Chinese firm Huawei’s plans for a £1bn research centre in the UK have been approved.
The tech giant, which is under a security review that could lead the UK government to ban use of its 5G network kit, has received backing for the site.
As “wider comments” could not be considered, the local council planning department gave the centre in Sawston, Cambridge, the go ahead.
Huawei said council officers were “content with the plans”.
The firm has been criticised by the US government for alleged links to the Chinese Communist Party (CCP).
Keith Krach, US under-secretary of state for economic growth, has been against the plans for the research centre, labelling it the “expansion of the surveillance state”.
The US Defense Department has determined that 20 top Chinese firms, including Huawei, are either owned by or backed by the Chinese military.
The Trump administration brought fresh sanctions against the Chinese company, citing security fears, last month.
Huawei has contested US claims against it as “unsubstantiated allegations”
South Cambridgeshire District Council said its decision was based on “material planning considerations”.
Councillor Dr Tumi Hawkins said there had been “a lot of wider comment” on the proposal for the site, but that could not be taken into account.
The councillor, responsible for planning at the authority, said: “To the planning system, it does not matter who the applicant is.”
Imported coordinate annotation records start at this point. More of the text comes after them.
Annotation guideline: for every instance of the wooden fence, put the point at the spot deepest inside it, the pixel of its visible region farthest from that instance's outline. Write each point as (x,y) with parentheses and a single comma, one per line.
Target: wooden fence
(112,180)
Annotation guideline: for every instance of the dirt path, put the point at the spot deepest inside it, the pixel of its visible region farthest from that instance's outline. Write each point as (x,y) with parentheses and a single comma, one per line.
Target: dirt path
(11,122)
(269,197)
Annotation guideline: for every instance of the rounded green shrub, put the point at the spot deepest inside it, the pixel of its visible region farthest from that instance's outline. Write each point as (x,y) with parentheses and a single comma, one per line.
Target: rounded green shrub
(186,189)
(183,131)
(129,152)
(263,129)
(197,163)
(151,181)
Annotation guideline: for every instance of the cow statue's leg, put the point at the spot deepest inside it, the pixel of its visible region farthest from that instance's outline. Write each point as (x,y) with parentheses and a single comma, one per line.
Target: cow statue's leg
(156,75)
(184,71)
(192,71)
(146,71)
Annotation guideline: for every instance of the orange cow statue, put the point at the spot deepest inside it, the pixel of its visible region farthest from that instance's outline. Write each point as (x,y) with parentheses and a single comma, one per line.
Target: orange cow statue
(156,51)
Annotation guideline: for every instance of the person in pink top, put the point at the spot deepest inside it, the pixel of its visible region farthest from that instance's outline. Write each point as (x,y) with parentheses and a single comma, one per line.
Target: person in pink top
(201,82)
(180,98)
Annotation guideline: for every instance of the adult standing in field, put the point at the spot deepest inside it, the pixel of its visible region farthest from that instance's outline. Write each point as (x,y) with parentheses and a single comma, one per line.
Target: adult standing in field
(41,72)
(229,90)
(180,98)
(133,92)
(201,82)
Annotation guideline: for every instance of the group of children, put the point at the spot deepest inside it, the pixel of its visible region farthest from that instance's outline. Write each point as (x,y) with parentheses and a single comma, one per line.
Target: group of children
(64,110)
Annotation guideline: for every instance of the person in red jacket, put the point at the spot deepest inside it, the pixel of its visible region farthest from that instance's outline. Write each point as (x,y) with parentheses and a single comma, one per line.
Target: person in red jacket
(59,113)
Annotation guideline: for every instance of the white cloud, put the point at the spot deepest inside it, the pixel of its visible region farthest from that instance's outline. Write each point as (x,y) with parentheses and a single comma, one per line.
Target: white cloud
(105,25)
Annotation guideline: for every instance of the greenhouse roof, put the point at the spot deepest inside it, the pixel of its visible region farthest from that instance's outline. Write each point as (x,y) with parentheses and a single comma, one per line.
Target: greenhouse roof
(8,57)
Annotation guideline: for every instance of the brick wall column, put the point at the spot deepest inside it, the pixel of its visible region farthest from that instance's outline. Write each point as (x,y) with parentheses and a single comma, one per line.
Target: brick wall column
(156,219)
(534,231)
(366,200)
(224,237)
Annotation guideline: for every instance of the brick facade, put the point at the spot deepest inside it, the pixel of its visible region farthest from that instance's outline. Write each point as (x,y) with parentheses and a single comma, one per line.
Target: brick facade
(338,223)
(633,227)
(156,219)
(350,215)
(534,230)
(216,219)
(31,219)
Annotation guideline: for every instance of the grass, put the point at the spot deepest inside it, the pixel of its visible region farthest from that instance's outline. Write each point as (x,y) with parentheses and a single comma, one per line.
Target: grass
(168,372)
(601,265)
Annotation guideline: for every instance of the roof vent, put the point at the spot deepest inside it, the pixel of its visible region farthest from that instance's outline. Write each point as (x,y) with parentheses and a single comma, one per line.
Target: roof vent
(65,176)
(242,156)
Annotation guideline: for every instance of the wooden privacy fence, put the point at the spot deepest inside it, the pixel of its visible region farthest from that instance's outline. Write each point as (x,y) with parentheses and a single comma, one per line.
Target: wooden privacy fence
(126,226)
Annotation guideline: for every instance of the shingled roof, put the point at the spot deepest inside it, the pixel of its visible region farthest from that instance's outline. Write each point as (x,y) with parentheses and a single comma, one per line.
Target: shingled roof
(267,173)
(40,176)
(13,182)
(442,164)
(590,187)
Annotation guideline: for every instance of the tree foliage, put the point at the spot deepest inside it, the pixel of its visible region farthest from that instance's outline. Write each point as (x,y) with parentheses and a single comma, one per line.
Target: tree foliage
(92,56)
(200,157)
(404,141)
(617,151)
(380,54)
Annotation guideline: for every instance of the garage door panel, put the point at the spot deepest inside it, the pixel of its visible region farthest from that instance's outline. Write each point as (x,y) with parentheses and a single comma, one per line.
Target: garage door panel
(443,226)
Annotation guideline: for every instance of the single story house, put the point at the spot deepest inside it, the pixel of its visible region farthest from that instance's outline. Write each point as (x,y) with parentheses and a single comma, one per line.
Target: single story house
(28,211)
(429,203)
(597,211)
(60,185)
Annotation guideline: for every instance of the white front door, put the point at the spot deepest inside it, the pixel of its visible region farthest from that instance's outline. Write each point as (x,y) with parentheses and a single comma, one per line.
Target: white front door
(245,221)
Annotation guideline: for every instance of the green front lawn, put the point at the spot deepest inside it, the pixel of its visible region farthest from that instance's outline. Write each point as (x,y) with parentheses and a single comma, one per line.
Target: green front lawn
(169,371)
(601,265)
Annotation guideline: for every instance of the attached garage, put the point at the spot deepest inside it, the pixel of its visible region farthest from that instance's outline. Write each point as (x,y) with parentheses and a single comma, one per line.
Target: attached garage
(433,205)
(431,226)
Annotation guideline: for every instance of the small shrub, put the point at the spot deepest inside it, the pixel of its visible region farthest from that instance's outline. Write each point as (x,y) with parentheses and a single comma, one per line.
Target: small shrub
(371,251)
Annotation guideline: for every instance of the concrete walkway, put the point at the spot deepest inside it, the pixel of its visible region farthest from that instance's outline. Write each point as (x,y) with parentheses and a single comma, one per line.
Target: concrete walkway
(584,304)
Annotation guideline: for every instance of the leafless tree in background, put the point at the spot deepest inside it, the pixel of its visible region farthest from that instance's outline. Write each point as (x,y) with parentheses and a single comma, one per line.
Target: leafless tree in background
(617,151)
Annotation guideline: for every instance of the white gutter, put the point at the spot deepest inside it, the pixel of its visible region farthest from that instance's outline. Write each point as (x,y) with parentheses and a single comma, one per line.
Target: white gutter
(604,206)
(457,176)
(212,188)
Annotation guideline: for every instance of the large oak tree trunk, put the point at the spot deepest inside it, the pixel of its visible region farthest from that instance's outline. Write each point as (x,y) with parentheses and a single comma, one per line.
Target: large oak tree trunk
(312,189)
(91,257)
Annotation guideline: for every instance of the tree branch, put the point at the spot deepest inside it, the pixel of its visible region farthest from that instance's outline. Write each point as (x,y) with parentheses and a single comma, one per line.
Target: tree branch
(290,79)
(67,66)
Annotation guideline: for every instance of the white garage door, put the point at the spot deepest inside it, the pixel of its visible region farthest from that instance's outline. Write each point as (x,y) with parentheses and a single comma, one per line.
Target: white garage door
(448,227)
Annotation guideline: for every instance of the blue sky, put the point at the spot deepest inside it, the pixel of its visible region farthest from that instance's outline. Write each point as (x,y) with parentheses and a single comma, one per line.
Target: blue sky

The 50,000 sq m (538195 sq ft) site will create 400 jobs according to the company and will have a buffer around a nearby Iron Age hillfort known as Borough Hill.
Henk Koopmans, chief executive officer of Huawei Technologies Research and Development UK, said the firm had invested and operated in the UK for more than 20 years and already employed 1,600 people across 20 UK offices.
“Our application has been carefully considered for transport, ecology, heritage, visual impact, noise and air quality issues,” he said.